SPILON RED C-BH: AIZEN COLOR SILON REDC-BH, fluorescent red dye, Hodogaya Chemical Co., Ltd. OIL BLUE 613: Blue oil-soluble dye, Orient Chemical Industry Co., Ltd. Water RED27: Red water-soluble dye, OIL Black HBB manufactured by Orient Chemical Industry Co., Ltd .: Black oil-soluble dye, manufactured by Orient Chemical Industry Co., Ltd. Ethylene carbonate: manufactured by Ando Parachemy Co., Ltd. Propylene carbonate: manufactured by Ando Parachemy Co., Ltd. 1,2-butylene carbonate: manufactured by Ube Industries, Ltd. Tetraethylene glycol: manufactured by Merck & Co., Inc. Octanediol: manufactured by Kyowa Hakko Chemical Co., Ltd. Triethyl phosphate: TEP, manufactured by Daihachi Chemical Industry Co., Ltd. Isooctyl palmitate: NIKKOL IOP, Nikko Chemica 'S Co., Ltd.

<Evaluation>
Each ink described above was evaluated for ink viscosity, anti-through-through effect and color development. The results are shown in Table 1 and Table 2 together.

(Ink viscosity)
The viscosity of the ink is a viscosity at 10 Pa when the shear stress is increased from 0 Pa at a speed of 0.1 Pa / s at 23 ° C., and is a stress-controlled rheometer RS300 (cone angle: 1 °, diameter: 60 mm) manufactured by Harke. It was measured.

(Preparation of printed matter)
Each of the inks described above is loaded into a line-type inkjet printer “HC5500” (manufactured by Riso Kagaku Kogyo Co., Ltd.). ) × A solid image of 260 mm in the sub-scanning direction was printed. At the time of printing, the ink path and the ink jet head part were heated to 40 ° C. to discharge ink. The “HC5500” uses a 300 dpi line-type inkjet head (each nozzle is arranged at an interval of about 85 μm), and conveys the paper in the sub-scanning direction orthogonal to the main scanning direction (the direction in which the nozzles are arranged). This is a printing system.

(Back-through prevention)
The back surface of the solid image portion of the obtained printed matter was visually observed and evaluated according to the following criteria.
AA: Very good (double-sided printing is possible, and the back side image is hardly noticeable)
A: Good (double-sided printing is possible, and the image on the back side is not so noticeable)
B: Normal (Double-sided printing is possible, but the image on the back is conspicuous)
C: Poor (not suitable for double-sided printing.
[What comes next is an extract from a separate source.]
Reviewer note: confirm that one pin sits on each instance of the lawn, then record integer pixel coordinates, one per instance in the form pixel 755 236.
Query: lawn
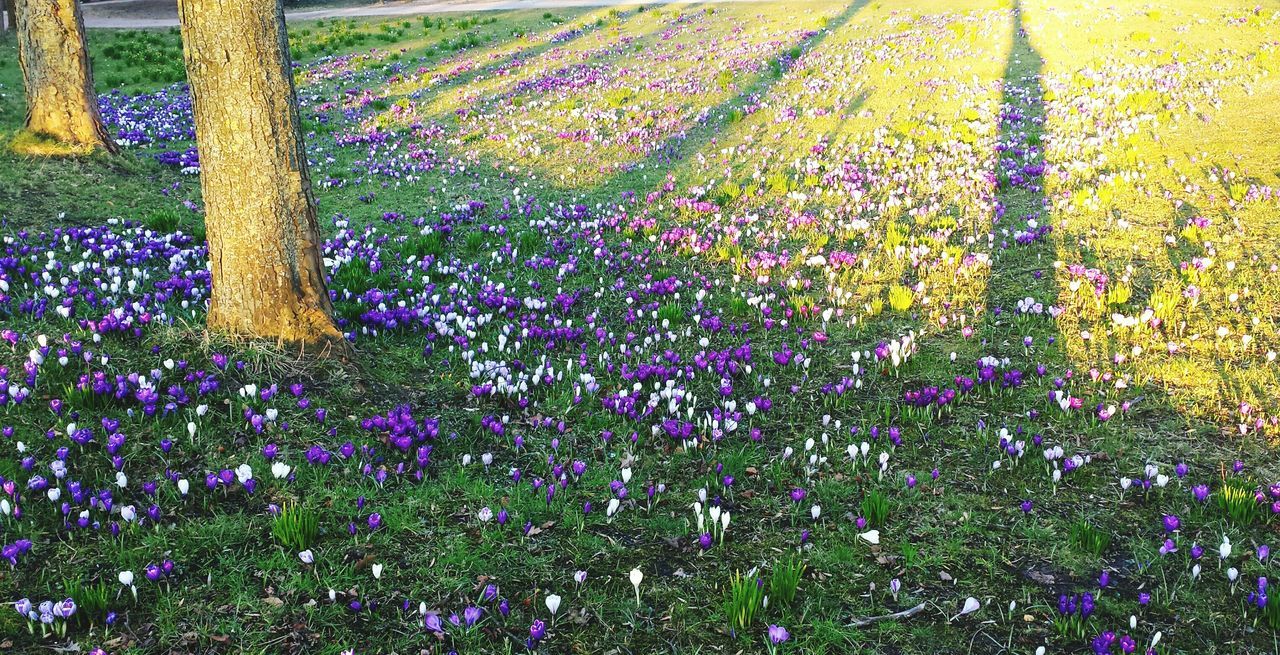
pixel 965 311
Level where the image on the back side is quite noticeable)

(Color development)
The solid image part of the obtained printed matter was irradiated with black light (SLUV-4, manufactured by ASONE Co., Ltd.), and the color development was visually observed and evaluated according to the following criteria.
AA: Very good (feels so vivid or feels so dark)
A: Good (feels vivid or dark)
B: Normal (not so vivid but acceptable)
C: Bad (feels dull or thin)

  As shown in Tables 1 and 2, the inks of each example were excellent in anti-through-through effect and color development properties, and had a low viscosity. According to Examples 1 to 4, it was found that the greater the content of ethylene carbonate, the better the anti-back-through effect and the color developability. In Examples 5 and 6, the same effect could be obtained even when a blue oil-soluble dye and a red water-soluble dye were used. In Example 7, the same effect could be obtained even if the dye content was increased.

  In Examples 8 to 11, the same effect could be obtained even when a black oil-soluble dye was used. In Examples 8 to 11, it was found that various solvents can be used in combination as solvents other than ethylene carbonate.

  Each of Comparative Examples 1 to 3 did not contain ethylene carbonate, and could not sufficiently achieve the anti-through-through effect and the color developability. In Comparative Example 4, the content of ethylene carbonate was small, and it was not possible to sufficiently obtain the back-through prevention action and the color developability.

Claims (4)

  A non-aqueous dye ink comprising a dye and ethylene carbonate, wherein the ethylene carbonate is 60% by mass or more based on the total amount of the ink.   The non-aqueous dye ink according to claim 1, wherein the ethylene carbonate is 70% by mass or more based on the total amount of the ink.   The non-aqueous dye ink according to claim 2, wherein the ethylene carbonate is 80% by mass or more based on the total amount of the ink.   The non-aqueous dye ink according to claim 1, wherein the dye is a fluorescent dye.